When developers are writing optimized code for a given GPU architecture, they can consult the SYCL or OpenCL implementation notes to see how the warp (or wave-front) concept is mapped on work group sizes. Typically, choosing a work group size that is a multiple of the preferred one will be enough. Note any assumption of warp execution is not performance portable (although developers can select different kernels depending on the underlying architecture). The following code illustrates how to get the preferred work-group size by querying a SYCL kernel.
auto preferredWorkGroupSizeMultiple = kernel.get_work_group_info<
cl::sycl::info::kernel_work_group::preferred_work_group_size_multiple>();
queue.submit([&](cl::sycl::handler &cgh){
cgh.parallel_for(kernel, cl::sycl::range<1>(preferredWorkGroupSizeMultiple),
[=](cl::sycl::id<1> idx){
/* kernel code */
});
});
Performance portability in SYCL can be achieved by either adjustment of work group sizes (equivalent to adjusting the thread block size in CUDA) and algorithmic selection at compile time or runtime.
It is important to note that many algorithms in the literature are focused for optimization of GPU pipelines, and in other architectures they may not be efficient.
Compute Unit Indexing
In CUDA, the identification of each thread within a grid is possible using different built-in variables, such as threadIdx or blockDim. These built-in variables do not exist with SYCL. Different kernel types are strongly typed, and each of them has its own object defining the different methods. The following code snippet illustrates the usage of the threadIdx in CUDA:
// Kernel definition
__global__ void custom_kernel(float* A, float* B)
{
// kernel thread Id within the thead block
int i = threadIdx.x;
A[i] = B[i];
}
In SYCL, to enable type-safe dispatch of different kernel types, different classes are used to dispatch the different types of kernels. In particular, the item, nd_item, h_item and id classes represent objects that contain the index space information for the different types of kernels.
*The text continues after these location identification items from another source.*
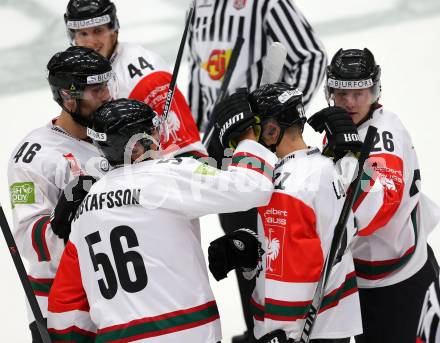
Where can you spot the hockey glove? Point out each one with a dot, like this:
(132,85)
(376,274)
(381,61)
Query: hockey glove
(278,336)
(233,116)
(238,249)
(68,202)
(341,132)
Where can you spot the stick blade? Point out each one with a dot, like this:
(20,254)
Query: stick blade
(273,63)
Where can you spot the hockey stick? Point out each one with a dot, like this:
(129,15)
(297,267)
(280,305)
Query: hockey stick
(173,82)
(224,87)
(42,329)
(339,231)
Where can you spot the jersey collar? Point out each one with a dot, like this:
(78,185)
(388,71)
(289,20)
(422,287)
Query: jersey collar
(115,53)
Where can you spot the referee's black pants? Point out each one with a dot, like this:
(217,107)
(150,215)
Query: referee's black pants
(391,314)
(231,222)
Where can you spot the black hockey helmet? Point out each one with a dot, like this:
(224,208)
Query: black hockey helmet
(353,69)
(82,14)
(279,101)
(71,71)
(117,125)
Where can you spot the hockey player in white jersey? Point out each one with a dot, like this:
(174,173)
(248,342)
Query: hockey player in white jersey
(133,269)
(141,74)
(296,230)
(394,264)
(48,158)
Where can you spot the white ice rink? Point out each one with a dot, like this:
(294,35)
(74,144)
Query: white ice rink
(404,35)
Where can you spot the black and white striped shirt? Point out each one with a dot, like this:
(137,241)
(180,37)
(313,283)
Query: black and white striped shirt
(429,329)
(215,27)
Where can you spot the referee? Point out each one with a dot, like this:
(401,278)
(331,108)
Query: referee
(215,27)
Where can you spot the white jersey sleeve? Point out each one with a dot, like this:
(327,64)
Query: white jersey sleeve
(198,189)
(39,169)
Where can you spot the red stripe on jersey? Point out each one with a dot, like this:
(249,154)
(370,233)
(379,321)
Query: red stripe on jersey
(152,89)
(75,167)
(67,293)
(294,251)
(389,170)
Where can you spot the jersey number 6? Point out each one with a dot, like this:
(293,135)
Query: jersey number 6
(109,287)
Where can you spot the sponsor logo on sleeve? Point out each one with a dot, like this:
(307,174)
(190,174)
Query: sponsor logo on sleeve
(239,4)
(217,63)
(22,193)
(206,170)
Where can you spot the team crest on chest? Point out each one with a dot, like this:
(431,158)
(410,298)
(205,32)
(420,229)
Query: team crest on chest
(239,4)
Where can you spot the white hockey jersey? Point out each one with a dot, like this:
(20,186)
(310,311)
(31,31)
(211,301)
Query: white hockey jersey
(144,76)
(134,269)
(394,218)
(296,228)
(42,164)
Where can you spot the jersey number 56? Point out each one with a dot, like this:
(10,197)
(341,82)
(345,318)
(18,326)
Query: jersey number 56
(109,286)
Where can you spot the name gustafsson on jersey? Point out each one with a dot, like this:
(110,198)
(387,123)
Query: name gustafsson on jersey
(118,198)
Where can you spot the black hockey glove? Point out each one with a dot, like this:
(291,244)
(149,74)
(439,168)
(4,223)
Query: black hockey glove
(68,202)
(238,249)
(233,117)
(278,336)
(342,134)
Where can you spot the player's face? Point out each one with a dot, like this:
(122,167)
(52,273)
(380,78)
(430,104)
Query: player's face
(94,96)
(357,102)
(101,38)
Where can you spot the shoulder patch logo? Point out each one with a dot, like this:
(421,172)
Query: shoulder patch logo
(22,193)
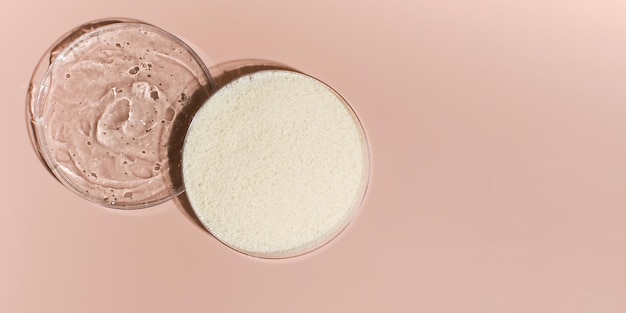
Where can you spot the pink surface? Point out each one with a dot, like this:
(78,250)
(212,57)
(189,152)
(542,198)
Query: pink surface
(498,142)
The following code represents the usage of the cl::sycl::item
class in SYCL.
cgh.parallel_for<class custom_kernel>(cl::sycl::range{N},
[=](cl::syc::item<1> item_id){
// the global thread id
int i= item_id.get(0);
accA[i]= accB[i];
}
);
Upon encountering any of the above classes, the device compiler can perform a series of frontend optimizations to replace the objects with the underlying OpenCL-equivalent built-in function.
For details on the equivalence between the CUDA built-in functions and the SYCL objects, see the Quick Reference chapter.